Product June 22, 2026 · 5 min read By Mike Rosam

Agentic AI for hardware testing: Resilience and agility for sovereign, industrial engineering

The advent of AI-defined hardware

AI transformed how we build software. Now it's going to do the same to how we build physical systems. Autonomous vehicles, industrial robots and reusable rockets are just the tip of the iceberg. Entire factories, grids and supply chains will eventually run with a level of autonomy that's hard to fully picture today.

For world-class engineers, it's a blank canvas. They know how to design, architect and build this state-of-the-art hardware, developing systems that will shape our interaction with the physical world for years to come. But fragmenting supply chains, shifting regulations and a failure to upgrade underlying infrastructure are constraining local capability.

Meanwhile, the rise of global competition is creating increasing pressure for sovereign technology to be delivered faster and at lower cost.

The proliferation of hardware data

The shift to net zero, the rise of interconnected autonomous systems and the emergence of AI have converged to produce data faster than it can be stored, queried, and analysed.
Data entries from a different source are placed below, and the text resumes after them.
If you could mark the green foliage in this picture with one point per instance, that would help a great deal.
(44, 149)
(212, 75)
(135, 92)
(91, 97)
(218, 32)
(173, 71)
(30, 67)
For an engineer, time is now sunk configuring data, building infrastructure and navigating complex software systems before any time can be spent designing, architecting or engineering.

In practical terms that looks like a test run completing and nobody being able to answer questions such as:

  • What configuration was running?
  • Was that sensor reading real or a rig artefact?
  • Has this component been through a similar test before?

The information exists somewhere, but it's in a spreadsheet, a Teams message, or the head of the engineer who ran the test.

Introducing Quix for Hardware Testing

Quix for Hardware Testing captures every test with its full configuration. It's designed for resilience across the most ambitious engineering programmes, including those that are iterative, multi-phase, spread across rigs and simulations and in-service assets. Capable of running in multi-cloud, hybrid and on-premise environments, data security and sovereignty are built in by default.

Quix for Hardware Testing comprises five key pillars.

  • QuixPipelines deploys agentic data engineers to build and maintain real-time data pipelines.
  • QuixLake consolidates data from every test in one lakehouse, tagged with its configuration, in open formats on your own blob storage.
  • QuixLab is a Python environment for analysis and correlation across rig, dyno, and simulation data, with agents handling the scripting, with results that are visualised through dashboards and reports.
  • QuixApps lets you build, deploy and host any application, from a single dashboard to a full multi-page tool.
  • QuixAI completes research tasks and validates requirements faster using autonomous AI agents that analyse tagged, consolidated data.

Where it applies

The platform is already being used across some of the most data-intensive environments in hardware development, including Formula 1 racing, automotive, aerospace, defence, manufacturing and energy. It's well suited to environments where the volume and complexity of test and operational data has consistently outgrown the tools available to manage it.

Core use cases include:

Real-time telemetry and decision support: Anomalies surface during the test, not hours later when data has been processed and reviewed. When a reading looks wrong, it's possible to check immediately whether it's a real system behaviour or a sensor issue.

Test data consolidation: MIL, SIL, HIL, dyno runs, physical rigs, in-service hardware are consolidated in one place, with consistent configuration context across the full development cycle.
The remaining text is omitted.